According to Phoronix the commit responsible for this performance uplift was labelled with the description term mm, mmap: limit THP alignment of anonymous mappings to PMD-aligned sizes. The patch message confirms that it resolves prior performance regressions and offers substantial improvements in specialised cases.
"Since commit efa7df3e3bb5 ("mm: align larger anonymous mappings on THP boundaries") a mmap() of anonymous memory without a specific address hint and of at least PMD_SIZE will be aligned to PMD so that it can benefit from a THP backing page. However this change has been shown to regress some workloads significantly. [1] reports regressions in various spec benchmarks, with up to 600 per cent slowdown of the cactusBSSN benchmark on some platforms," the patch message stated.
The issue stemmed from the fact that certain benchmarks, such as cactusBSSN, created many mappings of 4632kB that would previously merge into a large THP-backed area.
Post-commit efa7df3e3bb5, these mappings were fragmented into multiple areas, each aligned to PMD boundaries with gaps in between, causing significant performance regressions due to TLB or cache aliasing.
Another regression identified was in the darktable application, which the new patch reportedly also addresses.
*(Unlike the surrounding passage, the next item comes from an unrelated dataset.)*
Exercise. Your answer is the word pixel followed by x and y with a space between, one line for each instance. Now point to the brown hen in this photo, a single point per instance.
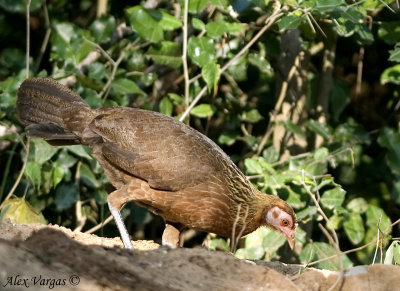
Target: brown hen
pixel 156 161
To remedy the regressions while still benefiting from THP-friendly anonymous mapping alignment, the patch now requires the mapping size to be a multiple of PMD size instead of merely at least PMD size. This change allows for natural merging of many odd-sized mappings, avoiding the performance issues previously encountered.
The mmap patch merged last week affects just one line of code but has had a profound impact. The memory management patch that introduced the regressions into the mainline Linux kernel has been upstream since December of 2023.
Further benchmarks will be conducted to assess real-world workloads and measure any additional performance shifts with this latest Linux kernel code beyond the synthetic test cases.